Was there any variation among IFB families in how extreme some families were compared to others? Were some families more radical and others less?

What was the attitude of the IFB toward health care?

This last question might be a strange one, but from my studies I’ve found if there is any commonality among people from different religions and even different cults you will always find people who love ice cream. Do IFB people, at least some of them, like ice cream?

I’ll keep this to a minimum because if my handle is any indication I study cults and fundamentalists and I don’t want to bombard you with questions.

religionscholarama157 karma

What might a less-extreme IFB family do that a more-extreme family would not?

religionscholarama54 karma

Yeah, that strictness scale makes sense. I’ve invented my own scales, like this one scale of how isolated or integrated a religious group is from the rest of regular society.

Category 1: The individual is not evidently or distinctively religious. They might still be religious, but lack a lot of the cultural markers or commitments that would make them stand out from the wider culture surrounding them. Most religions, except for the highly traditional ones, can fall under this category.

Category 2: The religious community has some practices that might stand out from others (such as not drinking alcohol, dress, regularity of religious attendance), but the people are otherwise integrated and can have mainstream goals, interests, and experiences. They have some or a great degree of interaction with non-members.

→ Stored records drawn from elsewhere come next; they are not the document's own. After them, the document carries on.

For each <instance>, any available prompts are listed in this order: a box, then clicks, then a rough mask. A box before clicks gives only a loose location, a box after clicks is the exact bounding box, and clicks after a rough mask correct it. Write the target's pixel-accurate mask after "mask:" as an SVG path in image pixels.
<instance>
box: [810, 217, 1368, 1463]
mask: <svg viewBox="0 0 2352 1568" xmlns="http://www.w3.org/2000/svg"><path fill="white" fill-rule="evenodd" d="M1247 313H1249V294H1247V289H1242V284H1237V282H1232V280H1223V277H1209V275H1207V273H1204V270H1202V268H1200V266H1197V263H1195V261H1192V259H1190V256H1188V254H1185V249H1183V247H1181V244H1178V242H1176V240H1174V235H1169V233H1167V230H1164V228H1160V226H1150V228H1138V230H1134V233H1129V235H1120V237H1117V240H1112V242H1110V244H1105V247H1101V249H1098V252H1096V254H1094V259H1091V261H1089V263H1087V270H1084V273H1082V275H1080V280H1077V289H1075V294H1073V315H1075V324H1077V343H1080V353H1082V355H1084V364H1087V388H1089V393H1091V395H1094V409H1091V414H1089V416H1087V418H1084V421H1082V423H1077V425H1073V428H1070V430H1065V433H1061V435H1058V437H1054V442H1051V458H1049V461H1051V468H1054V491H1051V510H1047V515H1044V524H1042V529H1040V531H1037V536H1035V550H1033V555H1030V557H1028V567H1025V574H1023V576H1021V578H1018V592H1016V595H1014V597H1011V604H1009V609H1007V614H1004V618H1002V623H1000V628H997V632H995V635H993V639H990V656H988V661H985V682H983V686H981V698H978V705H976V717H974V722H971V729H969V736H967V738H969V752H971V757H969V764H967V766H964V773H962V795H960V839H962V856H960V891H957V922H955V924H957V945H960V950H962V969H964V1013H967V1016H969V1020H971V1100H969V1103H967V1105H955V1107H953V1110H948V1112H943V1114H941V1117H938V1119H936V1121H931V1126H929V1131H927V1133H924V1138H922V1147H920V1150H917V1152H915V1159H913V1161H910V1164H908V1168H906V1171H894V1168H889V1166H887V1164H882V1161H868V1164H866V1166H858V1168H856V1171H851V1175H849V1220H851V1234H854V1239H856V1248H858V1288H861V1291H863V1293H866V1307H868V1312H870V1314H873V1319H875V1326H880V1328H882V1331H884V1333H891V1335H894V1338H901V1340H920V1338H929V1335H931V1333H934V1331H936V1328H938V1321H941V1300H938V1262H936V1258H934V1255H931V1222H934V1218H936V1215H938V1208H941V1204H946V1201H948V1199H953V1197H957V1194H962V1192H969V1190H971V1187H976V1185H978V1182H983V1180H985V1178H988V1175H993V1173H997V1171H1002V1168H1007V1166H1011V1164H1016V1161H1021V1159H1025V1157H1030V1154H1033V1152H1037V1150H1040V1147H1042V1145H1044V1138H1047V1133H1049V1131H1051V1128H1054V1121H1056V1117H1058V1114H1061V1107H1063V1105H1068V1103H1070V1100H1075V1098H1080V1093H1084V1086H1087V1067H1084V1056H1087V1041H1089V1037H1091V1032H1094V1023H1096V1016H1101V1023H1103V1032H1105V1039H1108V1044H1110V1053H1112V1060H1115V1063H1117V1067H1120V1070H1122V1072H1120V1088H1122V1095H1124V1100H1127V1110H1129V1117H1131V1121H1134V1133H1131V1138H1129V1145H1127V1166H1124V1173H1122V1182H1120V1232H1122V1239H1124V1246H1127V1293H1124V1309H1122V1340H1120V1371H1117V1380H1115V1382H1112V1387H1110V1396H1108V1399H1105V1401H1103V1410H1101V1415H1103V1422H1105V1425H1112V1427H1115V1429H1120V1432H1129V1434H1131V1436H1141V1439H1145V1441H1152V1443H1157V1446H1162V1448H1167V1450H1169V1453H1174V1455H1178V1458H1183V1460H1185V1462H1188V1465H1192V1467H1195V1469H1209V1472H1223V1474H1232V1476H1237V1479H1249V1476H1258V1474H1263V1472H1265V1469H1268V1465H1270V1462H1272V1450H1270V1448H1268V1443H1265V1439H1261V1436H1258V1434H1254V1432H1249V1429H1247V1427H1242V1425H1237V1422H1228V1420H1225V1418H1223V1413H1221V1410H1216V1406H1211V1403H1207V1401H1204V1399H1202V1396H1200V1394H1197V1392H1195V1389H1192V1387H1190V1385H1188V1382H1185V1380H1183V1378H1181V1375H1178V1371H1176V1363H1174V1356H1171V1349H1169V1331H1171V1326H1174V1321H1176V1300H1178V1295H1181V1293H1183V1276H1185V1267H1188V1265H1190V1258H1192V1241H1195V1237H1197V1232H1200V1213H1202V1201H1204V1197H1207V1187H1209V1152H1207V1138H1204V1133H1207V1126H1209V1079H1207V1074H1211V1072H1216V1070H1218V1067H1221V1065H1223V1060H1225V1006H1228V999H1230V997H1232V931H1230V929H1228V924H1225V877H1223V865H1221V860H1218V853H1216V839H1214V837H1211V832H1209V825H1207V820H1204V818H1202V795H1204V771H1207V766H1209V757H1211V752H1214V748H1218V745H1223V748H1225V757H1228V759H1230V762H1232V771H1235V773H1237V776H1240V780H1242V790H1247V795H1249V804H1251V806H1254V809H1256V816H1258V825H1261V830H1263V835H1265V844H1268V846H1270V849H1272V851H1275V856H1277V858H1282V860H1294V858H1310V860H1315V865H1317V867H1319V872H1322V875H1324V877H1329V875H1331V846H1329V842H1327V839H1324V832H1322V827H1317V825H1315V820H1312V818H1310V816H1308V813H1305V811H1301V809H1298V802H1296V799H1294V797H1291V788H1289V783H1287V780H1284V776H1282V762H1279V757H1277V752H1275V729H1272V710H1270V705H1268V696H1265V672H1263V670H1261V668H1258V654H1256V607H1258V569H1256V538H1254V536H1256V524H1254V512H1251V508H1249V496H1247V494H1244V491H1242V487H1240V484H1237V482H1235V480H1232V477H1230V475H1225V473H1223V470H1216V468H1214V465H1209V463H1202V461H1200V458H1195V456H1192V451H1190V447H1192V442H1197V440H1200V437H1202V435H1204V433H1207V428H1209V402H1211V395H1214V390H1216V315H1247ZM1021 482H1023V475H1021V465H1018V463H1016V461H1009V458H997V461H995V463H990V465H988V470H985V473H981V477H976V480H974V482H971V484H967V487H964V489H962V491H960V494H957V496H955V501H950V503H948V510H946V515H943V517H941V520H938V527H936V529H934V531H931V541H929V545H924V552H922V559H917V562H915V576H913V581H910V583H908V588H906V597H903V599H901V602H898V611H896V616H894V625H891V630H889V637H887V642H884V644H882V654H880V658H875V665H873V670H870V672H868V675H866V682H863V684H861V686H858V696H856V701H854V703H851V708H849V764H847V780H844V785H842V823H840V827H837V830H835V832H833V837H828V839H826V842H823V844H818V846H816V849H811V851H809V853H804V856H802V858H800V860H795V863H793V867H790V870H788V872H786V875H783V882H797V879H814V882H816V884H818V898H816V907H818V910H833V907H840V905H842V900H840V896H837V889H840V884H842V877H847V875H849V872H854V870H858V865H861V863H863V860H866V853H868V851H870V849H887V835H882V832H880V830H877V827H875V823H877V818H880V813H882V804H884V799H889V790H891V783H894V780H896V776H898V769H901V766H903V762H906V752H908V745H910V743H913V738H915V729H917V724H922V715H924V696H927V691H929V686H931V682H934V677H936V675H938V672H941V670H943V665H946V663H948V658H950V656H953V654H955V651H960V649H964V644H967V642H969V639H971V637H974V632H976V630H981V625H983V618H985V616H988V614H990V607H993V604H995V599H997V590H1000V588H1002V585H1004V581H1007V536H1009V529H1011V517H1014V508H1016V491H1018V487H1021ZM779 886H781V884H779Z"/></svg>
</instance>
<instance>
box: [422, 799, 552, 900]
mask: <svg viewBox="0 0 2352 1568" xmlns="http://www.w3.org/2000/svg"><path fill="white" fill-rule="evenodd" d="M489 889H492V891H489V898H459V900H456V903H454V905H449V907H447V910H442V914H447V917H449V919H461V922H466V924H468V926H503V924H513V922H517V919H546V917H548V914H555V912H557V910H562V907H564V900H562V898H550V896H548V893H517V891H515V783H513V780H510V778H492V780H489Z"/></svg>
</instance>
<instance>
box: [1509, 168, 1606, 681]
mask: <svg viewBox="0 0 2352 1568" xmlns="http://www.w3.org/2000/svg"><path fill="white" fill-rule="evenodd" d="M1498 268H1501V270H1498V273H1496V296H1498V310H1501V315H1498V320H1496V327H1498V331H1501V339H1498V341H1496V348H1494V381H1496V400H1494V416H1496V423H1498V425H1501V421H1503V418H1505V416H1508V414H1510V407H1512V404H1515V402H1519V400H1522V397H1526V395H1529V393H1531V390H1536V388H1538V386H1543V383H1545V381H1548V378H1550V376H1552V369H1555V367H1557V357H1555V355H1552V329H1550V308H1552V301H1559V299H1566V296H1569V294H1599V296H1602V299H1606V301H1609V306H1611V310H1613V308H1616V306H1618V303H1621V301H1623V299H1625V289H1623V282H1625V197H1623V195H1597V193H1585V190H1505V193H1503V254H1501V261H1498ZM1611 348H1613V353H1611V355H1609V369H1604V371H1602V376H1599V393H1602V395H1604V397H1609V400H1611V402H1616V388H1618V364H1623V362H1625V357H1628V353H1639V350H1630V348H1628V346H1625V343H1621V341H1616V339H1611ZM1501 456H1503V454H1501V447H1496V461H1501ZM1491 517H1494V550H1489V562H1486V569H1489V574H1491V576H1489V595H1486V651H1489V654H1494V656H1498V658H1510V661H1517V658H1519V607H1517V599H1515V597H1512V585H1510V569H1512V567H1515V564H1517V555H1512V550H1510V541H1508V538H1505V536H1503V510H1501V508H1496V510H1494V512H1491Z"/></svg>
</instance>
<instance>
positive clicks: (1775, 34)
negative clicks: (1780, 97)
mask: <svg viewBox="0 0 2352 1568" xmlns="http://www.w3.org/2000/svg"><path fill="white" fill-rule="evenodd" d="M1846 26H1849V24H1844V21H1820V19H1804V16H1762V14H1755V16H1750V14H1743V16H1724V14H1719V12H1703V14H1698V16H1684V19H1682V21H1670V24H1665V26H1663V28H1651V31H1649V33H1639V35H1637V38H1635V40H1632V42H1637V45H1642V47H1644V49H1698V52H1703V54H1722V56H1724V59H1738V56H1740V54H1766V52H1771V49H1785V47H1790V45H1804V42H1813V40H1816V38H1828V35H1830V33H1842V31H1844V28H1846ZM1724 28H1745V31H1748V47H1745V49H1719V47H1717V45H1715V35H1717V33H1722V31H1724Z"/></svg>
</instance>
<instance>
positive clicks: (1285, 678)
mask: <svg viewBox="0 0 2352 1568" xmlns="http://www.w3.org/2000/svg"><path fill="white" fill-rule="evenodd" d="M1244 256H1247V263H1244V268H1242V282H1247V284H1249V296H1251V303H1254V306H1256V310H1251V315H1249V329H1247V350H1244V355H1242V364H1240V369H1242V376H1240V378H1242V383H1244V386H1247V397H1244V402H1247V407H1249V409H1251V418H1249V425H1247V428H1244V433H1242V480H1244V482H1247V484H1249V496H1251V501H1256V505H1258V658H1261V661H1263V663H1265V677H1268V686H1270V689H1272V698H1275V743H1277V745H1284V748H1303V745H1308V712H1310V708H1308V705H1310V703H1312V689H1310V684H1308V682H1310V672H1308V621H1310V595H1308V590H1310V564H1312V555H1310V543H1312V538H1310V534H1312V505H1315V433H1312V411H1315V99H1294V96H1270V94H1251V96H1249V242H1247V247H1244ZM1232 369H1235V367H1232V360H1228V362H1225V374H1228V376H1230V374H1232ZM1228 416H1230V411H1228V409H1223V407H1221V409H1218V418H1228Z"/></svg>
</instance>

Category 3: The religious community maintains a degree of separation from the surrounding society. They likely have regular jobs, attend regular schooling, live in a neighborhood, and go out into the world from time to time, but their interactions with it are limited as is their exposure to mainstream media and experiences.

Category 4: The religious community lives a separated life from mainstream society. They might have a different language or dialect. Usually distinctive dress or grooming. Rejection of some degree of technology and secular media, isolated education or careers, and interactions with non-members only when absolutely necessary.

Category 5: They live in a monastery or similar setting where the religion is a 24/7 way of life. The difference here is it is entered into entirely voluntarily. Note that not all monks, nuns, or religious brothers and sisters fall into this category.

I figured most IFBs would probably be a category 4, but some might be a category 3.

religionscholarama15 karma

Right, that's why I put a qualifier in the last sentence of a description of category 5. It doesn't imply this is how all monasteries are, rather that, the examples I can think of as something even more intense than Category 4 are monasteries, that is, some of them. I've been to monasteries myself that don't match the Category 5 description.

religionscholarama6 karma

Yeah, they have some similarities to the Exclusive Brethren, but the EB have their own specific practices. The EB are not descended from the Baptist theology of the IFB movement. I would say the Exclusive Brethren are a little closer to the Amish, in some ways, than even the IFB are.